Schwab's Chief Fixed Income Strategist Kathy Jones notes in her latest 2021 Fixed Income Outlook: Calmer Waters, how we see the potential for 10-year Treasury bond yields to trade in a range of 1% to as high as 1.6% in 2021, reflecting the prospects for real economic growth to recover at a faster pace.
Please note: all U.S. markets will be closed on Thursday and trade in an abbreviated session on Friday in observance of the Thanksgiving holiday.
Asia and Europe mixed following recent run
European equities closed mixed, as the global markets took a breather from a recent rally on lingering optimism regarding progress on the COVID-19 vaccine/treatment front as well as some clarity on the U.S. political picture. Financials and Energy sectors gave back a recent surge that came from optimism of a potential global economic recovery after virus vaccines are deployed. The euro and British pound ticked higher versus the U.S. dollar. Bond yields in the region were mostly lower. Schwab's Chief Global Investment Strategist Jeffrey Kleintop, CFA, provides his 2021 Global Outlook: New Cycle, New Leadership, noting how we expect a near-term economic double-dip for the global economy to give way to a vaccine-led broad recovery in 2021.
The U.K. FTSE 100 Index was down 0.6%, while France's CAC-40 Index rose 0.2%, Spain's IBEX 35 Index gained 0.3%, Italy's FTSE MIB Index advanced 0.7%, and Germany's DAX Index as well as Switzerland's Swiss Market Index were little changed.
Stocks in Asia finished mixed as the markets digest the recent rise in the global markets on further progress in combating COVID-19 and as the U.S. political front became clearer, which has fostered demand for sectors that are economically sensitive and have underperformed, notably Financials and Energy. Also, the markets appeared to grapple with the likelihood of some rough global economic waters in the near-term until broad-based distribution of multiple vaccine candidates comes to fruition. Japan's Nikkei 225 Index gained 0.5%, with the yen modestly recovering some of yesterday's decline, while China's Shanghai Composite Index fell 1.2%. South Korea's Kospi Index declined 0.6% and Australia's S&P/ASX 200 Index advanced 0.6%. The Hong Kong Hang Seng Index traded 0.3% higher but India's S&P BSE Sensex 30 Index dropped 1.6%. As noted in the latest Schwab Market Perspective: Vaccine News Improves Outlook, encouraging vaccine news has raised hopes for a quicker pace of economic recovery.

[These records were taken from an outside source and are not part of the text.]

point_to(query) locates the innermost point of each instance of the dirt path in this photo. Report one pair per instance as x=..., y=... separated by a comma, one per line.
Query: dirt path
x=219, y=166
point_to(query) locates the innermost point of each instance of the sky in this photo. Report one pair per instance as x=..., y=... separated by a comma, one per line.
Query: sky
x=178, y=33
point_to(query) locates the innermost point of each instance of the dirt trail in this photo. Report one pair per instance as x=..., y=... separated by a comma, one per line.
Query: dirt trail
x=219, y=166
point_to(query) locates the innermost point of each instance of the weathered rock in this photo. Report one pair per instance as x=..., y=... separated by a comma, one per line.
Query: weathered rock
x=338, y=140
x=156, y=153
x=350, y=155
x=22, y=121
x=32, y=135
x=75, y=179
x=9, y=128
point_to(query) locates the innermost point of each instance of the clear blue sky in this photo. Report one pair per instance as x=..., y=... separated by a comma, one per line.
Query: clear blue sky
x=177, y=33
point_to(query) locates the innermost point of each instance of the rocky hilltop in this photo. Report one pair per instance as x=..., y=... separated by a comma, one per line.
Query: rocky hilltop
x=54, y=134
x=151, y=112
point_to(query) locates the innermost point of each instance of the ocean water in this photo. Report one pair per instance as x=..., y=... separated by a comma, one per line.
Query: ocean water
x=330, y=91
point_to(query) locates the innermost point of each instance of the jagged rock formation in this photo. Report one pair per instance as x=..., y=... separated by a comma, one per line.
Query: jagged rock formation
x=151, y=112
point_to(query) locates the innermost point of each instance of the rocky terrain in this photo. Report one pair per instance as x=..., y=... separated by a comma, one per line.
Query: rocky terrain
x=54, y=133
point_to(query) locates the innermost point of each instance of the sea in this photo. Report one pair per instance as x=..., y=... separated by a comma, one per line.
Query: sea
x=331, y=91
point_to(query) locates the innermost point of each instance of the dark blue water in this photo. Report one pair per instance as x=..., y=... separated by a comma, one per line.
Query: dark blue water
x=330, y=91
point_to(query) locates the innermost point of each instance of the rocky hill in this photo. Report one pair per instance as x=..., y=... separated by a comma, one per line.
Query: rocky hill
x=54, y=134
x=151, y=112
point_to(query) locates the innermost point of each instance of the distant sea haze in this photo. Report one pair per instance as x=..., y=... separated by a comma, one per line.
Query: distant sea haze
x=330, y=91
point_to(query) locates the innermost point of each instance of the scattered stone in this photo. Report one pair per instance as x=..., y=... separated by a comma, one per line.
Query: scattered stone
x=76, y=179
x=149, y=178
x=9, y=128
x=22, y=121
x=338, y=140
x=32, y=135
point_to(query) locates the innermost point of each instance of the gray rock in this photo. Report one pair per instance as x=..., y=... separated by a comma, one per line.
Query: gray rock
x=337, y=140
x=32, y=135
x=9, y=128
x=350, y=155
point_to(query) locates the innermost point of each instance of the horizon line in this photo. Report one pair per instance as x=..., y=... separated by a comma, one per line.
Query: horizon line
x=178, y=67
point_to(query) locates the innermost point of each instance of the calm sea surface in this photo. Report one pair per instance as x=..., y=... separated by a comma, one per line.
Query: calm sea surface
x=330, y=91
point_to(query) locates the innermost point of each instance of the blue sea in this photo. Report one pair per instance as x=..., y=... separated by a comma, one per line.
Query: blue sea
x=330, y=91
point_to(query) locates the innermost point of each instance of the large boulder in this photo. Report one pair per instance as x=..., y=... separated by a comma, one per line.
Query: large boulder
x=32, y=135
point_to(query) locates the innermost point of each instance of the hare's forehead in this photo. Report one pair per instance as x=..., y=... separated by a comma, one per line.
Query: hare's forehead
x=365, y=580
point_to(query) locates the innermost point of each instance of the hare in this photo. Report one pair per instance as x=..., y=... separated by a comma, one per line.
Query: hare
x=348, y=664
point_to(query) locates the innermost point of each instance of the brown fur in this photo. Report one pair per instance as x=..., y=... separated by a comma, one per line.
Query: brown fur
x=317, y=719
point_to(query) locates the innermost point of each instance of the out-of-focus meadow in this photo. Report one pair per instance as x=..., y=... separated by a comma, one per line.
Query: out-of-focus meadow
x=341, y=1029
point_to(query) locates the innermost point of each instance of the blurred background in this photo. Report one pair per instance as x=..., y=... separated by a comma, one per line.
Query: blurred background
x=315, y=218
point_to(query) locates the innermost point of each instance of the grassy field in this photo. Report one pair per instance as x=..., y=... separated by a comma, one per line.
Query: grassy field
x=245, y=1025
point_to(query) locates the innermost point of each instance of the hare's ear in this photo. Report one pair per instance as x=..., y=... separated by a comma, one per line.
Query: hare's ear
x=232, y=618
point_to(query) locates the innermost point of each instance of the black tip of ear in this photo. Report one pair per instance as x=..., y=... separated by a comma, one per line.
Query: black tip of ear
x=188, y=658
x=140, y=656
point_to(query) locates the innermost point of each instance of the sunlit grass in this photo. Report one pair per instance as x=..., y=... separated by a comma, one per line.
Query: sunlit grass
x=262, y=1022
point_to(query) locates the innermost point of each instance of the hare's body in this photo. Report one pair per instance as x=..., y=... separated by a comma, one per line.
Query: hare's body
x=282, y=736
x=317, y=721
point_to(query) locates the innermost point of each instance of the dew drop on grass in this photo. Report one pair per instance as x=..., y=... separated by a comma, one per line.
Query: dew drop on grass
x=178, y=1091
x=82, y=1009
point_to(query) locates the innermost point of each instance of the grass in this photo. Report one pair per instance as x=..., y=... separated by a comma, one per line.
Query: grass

Although some COVID-19-related restrictions have been reinstated around the globe, they may have less of an overall economic impact than the spring lockdowns.
Tomorrow’s international economic calendar includes Australian capital expenditure, the Bank of Korea Repo rate, leading index figures from Japan, German and French consumer confidence data, and M3 information from the Eurozone.
Friday’s international calendar will offer Japanese CPI and trade data, followed by French inflation and GDP data as well as Eurozone confidence numbers.